An experienced data engineer using various methods to transform raw data into useful data systems. You will be responsible for designing, developing, testing, and deploying data pipelines, data warehouses, data lakes, and data products that support business needs. You will also work closely with data analysts, data scientists, and other stakeholders to ensure data quality, reliability, and availability. For example, you will develop and configure programs and jobs for data ingestion, transformation, data enhancement, efficient DB design and storage, and accessible by data end consumers. Overall, you’ll strive for efficiency by aligning data systems with business goals. In this data engineering position, you should have strong data analysis skills with the ability to combine, correlate and resolve data conflicts from different sources.
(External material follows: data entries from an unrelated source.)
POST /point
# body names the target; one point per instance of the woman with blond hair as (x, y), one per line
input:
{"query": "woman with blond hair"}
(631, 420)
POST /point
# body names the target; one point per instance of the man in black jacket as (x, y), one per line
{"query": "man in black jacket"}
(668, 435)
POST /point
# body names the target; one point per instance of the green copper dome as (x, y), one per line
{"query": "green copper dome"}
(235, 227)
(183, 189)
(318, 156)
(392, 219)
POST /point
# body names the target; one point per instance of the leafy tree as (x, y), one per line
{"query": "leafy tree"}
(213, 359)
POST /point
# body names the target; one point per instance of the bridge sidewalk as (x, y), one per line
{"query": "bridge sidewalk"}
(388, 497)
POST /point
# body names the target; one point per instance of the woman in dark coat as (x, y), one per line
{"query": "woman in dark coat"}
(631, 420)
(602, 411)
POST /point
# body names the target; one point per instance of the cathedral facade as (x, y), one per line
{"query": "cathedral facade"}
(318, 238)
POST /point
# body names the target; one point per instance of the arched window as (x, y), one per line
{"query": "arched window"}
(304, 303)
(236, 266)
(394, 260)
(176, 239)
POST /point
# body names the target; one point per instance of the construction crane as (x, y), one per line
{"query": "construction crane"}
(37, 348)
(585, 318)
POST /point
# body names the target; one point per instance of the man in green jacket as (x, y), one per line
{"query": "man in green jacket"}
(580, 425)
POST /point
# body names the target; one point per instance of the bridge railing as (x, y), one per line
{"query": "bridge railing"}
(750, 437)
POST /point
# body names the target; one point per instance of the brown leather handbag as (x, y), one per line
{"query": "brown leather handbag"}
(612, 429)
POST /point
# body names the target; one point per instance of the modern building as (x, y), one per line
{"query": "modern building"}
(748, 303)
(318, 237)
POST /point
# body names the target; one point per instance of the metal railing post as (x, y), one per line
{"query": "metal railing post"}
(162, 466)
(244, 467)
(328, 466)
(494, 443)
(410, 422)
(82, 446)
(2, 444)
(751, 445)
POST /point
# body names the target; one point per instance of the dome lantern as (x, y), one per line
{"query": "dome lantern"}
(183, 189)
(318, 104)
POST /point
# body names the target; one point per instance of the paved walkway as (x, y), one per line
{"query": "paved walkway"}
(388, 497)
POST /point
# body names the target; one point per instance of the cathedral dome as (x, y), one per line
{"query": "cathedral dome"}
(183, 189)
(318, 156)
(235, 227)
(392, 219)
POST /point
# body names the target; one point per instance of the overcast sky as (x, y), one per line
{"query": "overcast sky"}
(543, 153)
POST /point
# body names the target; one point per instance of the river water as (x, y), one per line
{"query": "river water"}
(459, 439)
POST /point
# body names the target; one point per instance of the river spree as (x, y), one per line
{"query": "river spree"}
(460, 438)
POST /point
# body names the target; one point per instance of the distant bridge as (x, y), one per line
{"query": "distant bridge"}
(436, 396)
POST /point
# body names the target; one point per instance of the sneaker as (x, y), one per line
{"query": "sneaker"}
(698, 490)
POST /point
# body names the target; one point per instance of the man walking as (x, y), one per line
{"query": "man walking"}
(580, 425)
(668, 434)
You will need skills and experience with several programming languages and knowledge of machine learning methods is a plus.

Job Duties

  • Utilize and optimize Apache Spark for distributed data processing, handling both batch and stream processing
    workloads.
  • Design, develop, and maintain scalable data pipelines for processing and analyzing large datasets.
  • Collaborate with cross-functional teams to understand data requirements and implement effective solutions.
  • Implement ETL (Extract, Transform, Load) processes to ingest and transform data from various sources into usable formats.
  • Implement data quality checks, data validation, and data governance processes to ensure data accuracy and
    consistency.
  • Develop and maintain data models, schemas, and metadata to support data analysis and reporting.
    • Create and manage data warehouses, data lakes, and data marts using cloud platforms such as AWS, Azure, or GCP.
  • Collaborate with data analysts, data scientists, and other business users to understand their data needs and provide data solutions.
  • Collaborate with technical, including DevOps, engineering, and compliance, to ensure seamless cloud implementation and adherence to best practices.
  • Develop data and cloud architecture documentation, including diagrams, guidelines, and best practices for reference and knowledge sharing.
  • Troubleshoot and resolve data pipeline issues, ensuring minimal downtime and data integrity.
  • Optimize data pipelines for performance, reliability, and data quality, utilizing best practices in data engineering.
  • Build algorithms and prototypes that combine raw information from different sources.

Required Skills

  • Bachelor’s degree in Computer Science, Engineering, Mathematics, or related field, or equivalent work experience.
  • 3+ years of experience in data engineering or related roles.
  • Extensive experience with Apache Spark for large-scale data processing, including RDDs, DataFrames, and Spark SQL.
  • Familiarity with components like HDFS, MapReduce, Hive, and HBase.
  • Experience with both SQL and NoSQL databases, such as MySQL, PostgreSQL, DynamoDB.
  • Proficient in SQL and at least one programming language such as Python, etc.
  • Experience with data pipeline orchestration and scheduling tools such as AWS Step Functions, Air Flow, etc.
  • Experience with cloud-based data platforms and services such as AWS, Azure, or GCP.
  • Experience with data warehouse and data lake design and architecture.
  • Experience with data quality, data testing, and data governance methodologies and tools.
  • Strong analytical and problem-solving skills, attention to detail, and communication skills
  • Ability to work independently and collaboratively in a fast-paced environment.
  • Experience working with a modern data catalog such as Alation, Collibra, etc. is a plus.
  • Ability to prepare data for prescriptive and predictive modeling is a plus.